King’s Indian Defense

Jul 31, 2010, 10:33 PM |

When players first start playing chess matches they most often want to play White. A few simple openings can be learned easily and utilized with variations to win matches against opponents of like skill. The highest learning curve tends to be in playing Black. A good first strategy from Black is to mimic the play that we observe from White. Black plays the identical moves White does as long as possible until board position or opportunity promotes variety and change. As a player advances in skill, White will attempt a queen’s Pawn opening to confuse and surprise Black. Black often gets confused when White plays the white queen’s Pawn first, not knowing what the following moves might be. Playing the white queen’s Pawn is a marked departure from the classic king Pawn to e4. Pawn to e4 is the most often used first move at any skill level, so Black begins to expect the e4 move and is taken off guard by the d4. The King’s Indian Defense is an excellent response to the queen’s Pawn opening and might startle the White opponent.

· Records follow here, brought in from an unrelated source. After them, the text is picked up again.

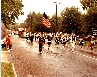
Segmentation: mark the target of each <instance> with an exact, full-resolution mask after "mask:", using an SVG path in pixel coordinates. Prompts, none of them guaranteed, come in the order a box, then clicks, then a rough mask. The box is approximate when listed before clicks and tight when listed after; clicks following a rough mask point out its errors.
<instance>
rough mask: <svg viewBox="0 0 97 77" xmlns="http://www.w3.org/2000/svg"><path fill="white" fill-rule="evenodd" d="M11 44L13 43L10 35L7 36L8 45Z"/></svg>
mask: <svg viewBox="0 0 97 77" xmlns="http://www.w3.org/2000/svg"><path fill="white" fill-rule="evenodd" d="M10 44H11V40H10V37H7V45H10Z"/></svg>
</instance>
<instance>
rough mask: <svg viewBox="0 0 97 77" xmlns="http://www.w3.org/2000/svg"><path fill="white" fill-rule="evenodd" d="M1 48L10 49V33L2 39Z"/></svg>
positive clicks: (10, 40)
mask: <svg viewBox="0 0 97 77" xmlns="http://www.w3.org/2000/svg"><path fill="white" fill-rule="evenodd" d="M1 46H2V48H7V49H10V50H12V42H11V39H10V35H8V36H6V37H5V38H4V39H3V40H2V44H1Z"/></svg>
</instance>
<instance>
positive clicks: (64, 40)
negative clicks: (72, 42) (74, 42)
mask: <svg viewBox="0 0 97 77" xmlns="http://www.w3.org/2000/svg"><path fill="white" fill-rule="evenodd" d="M65 45H66V37H64V38H63V47H65Z"/></svg>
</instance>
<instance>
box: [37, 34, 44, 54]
mask: <svg viewBox="0 0 97 77" xmlns="http://www.w3.org/2000/svg"><path fill="white" fill-rule="evenodd" d="M38 43H39V52H40V53H42V46H43V45H44V42H43V38H42V34H40V37H39V42H38Z"/></svg>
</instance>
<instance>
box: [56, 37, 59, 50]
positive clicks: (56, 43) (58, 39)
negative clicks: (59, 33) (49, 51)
mask: <svg viewBox="0 0 97 77" xmlns="http://www.w3.org/2000/svg"><path fill="white" fill-rule="evenodd" d="M55 42H56V45H57V48H58V44H59V42H60V40H59V38H58V37H57V36H56V37H55Z"/></svg>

White’s first move is Queen Pawn to d4. Black’s response is king’s Knight to f6. This will be completely unexpected play from Black. White is compelled to respond with Pawn to c4. White cannot advance king’s Pawn to e4 as the black Knight would capture the white Pawn, clearly leaving White with no response. White could post the queen’s Bishop at g5 but this move would be a fruitless, wasted move. Black’s next move is to g6. This pawn move sets up the Black fianchetto with the king’s Bishop. White’s next move is Knight to c3. This move must be made to protect the king’s Pawn that will eventually be moved to e4. Black’s next move is Bishop to g7.

White may now be completely surprised. When players are surprised and do not have an effective response to unfamiliar play, the natural response is to resort to well-known moves. White may resort to the classic Four Pawn’s Attack by moving the king’s Pawn to e4. Most players focus on controlling center board; the move to e4 supports this philosophy. Black’s response should be to play Pawn to d6. This move appears defensive in nature but actually frees the queen’s Bishop for future attack. White’s next move, completing the Four Pawn Attack, is to move bishop’s Pawn to f4. In response, Black should castle. Black now has a very threatening position against White. Black has negated the first move advantage of White.

Effective castling is now impossible for White because he will soon find himself on the defensive, trying to stay even in point totals and center position with Black. White must protect the King by playing the king’s Bishop to e2. Black now responds with an attack by pushing the black bishop’s Pawn to c5. White then moves his threatened Pawn to d5. Black responds by pushing the King’s Pawn to e6. White clearly sees the threat to his King. The only defensive option White has to protect his King and to eventually castle is to move the king’s Knight to f3.

Now, Black starts the attack by capturing the white Pawn at d5. White will naturally respond by capturing the black Pawn, but Black will continue the drive by posting the black knight’s Pawn to b5. The King’s Indian Defense has transferred the momentum definitely to Black. Black’s Queen, queen’s Bishop and Knight can attack freely. The Black King is safely castled. The most fruitful avenue of attack is the black diagonal that ends at g1. The only piece on the diagonal is currently a black Pawn. More importantly the black Queen can be posted at b6 to set up a permanent threat to any attempted King castle by White.

This strong Black advantage is gained by ignoring the classic mirroring play often seen from Black in the initial moves in a match between relative beginners. Practice and learn the Kings’ Indian Defense. When White opens with a Queen Pawn move, counter with the King’s Indian Defense. White will often fall into the trap by aggressively playing for center board position and ignoring his King side castle option. At the eighth and ninth moves of the match the Black pawns will assert power over center board and shift the momentum to Black for a satisfying checkmate.